In my early twenties, my life was fast. At 22, I had started a bakery business, gotten married, and moved to London, all while navigating a lifestyle that was deeply drug- and alcohol-induced. I was completely disconnected from my body—until burnout and anxiety forced me to pause, reassess and shift. Sensuality became my pathway to healing. It taught me how to slow down, how to listen to myself, how to experience pleasure in the smallest, quietest moments.
Now, sensuality isn’t just an abstract concept—it’s something I live and breathe. It’s in the warmth of the sun on my skin and the ritual of sipping English Breakfast Tea with honey and oat milk in the morning. And when life happens and I feel burnout or anxiousness creeping back in, it’s my pathway home again.
So, on that note, I’ve made you a recipe for the senses. After living on a houseboat for a year with no oven or appliances—only a gas hob—the first thing I did when I moved into my new home with an oven was roast a chicken and make a broth from the bones. I’ve been using it for everything, but I thought it would be the perfect liquid (along with extra garlic and rosemary) to poach some colourful beets in for a few hours.

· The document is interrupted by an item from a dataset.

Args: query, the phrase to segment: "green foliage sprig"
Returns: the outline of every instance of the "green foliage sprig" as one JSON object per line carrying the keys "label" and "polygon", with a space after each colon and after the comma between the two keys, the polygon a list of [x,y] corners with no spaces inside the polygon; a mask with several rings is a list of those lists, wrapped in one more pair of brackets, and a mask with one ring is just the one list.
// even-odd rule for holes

The poached beets, paired with a zesty sumac tahini dressing, some toasted candied almonds, and topped with lashings of good olive oil and rose petals just felt right for me this week. This is really a side dish to have with a roast chook and a garden salad but can be very happily eaten on it’s own. I hope you enjoy!
Beetroot, Sumac Grapefruit Tahini Yogurt & Smoky Candied Almonds
Ingredients:
Serves 2
To poach the beets:
500g baby beetroots (a variety of colors, if possible)
1L chicken stock
1 head of garlic, sliced in half crosswise
A few springs of rosemary
For the tahini sauce:
200g thick greek yogurt
1 tbsp tahini
½ grapefruit, juiced
1 tsp sumac
For the candied almonds:
½ cup slivered or flaked almonds
1 tbsp honey
2 tbsp butter or olive oil
½ tsp smoked paprika
Pinch of sea salt
To garnish:
Edible rose petals
Extra sumac
Flaky salt
Honey
Method:
Poach the beets: In a pot, combine the whole beets - skin on, chicken stock rosemary and garlic. Bring to a simmer over low heat and cook for 1-2 hours or until the beets are tender when pierced with a knife. The beets will bleed their rich, earthy color into the broth, creating a deep, fragrant infusion. Remove from the liquid, let cool slightly, then peel—their skins should slip off like silk—before slicing into wedges.
Make the tahini yogurt: In a bowl, whisk together the yogurt, tahini, grapefruit juice and sumac. Season with salt to taste.
Prepare the candied almonds: In a small pan over medium heat, melt the butter or a good glug of olive oil, then toast the almonds until golden, add smoked paprika, honey and salt until you reach the perfect dark golden caramelised colour. About 3 minutes.
Assemble the dish: Spread the tahini yogurt on a plate. Arrange the poached beet wedges on top. Drizzle with the smoky honey oil or butter from the almond pan, scatter the candied almonds over the dish, then finish with flaky salt, edible rose petals and a little extra honey driz.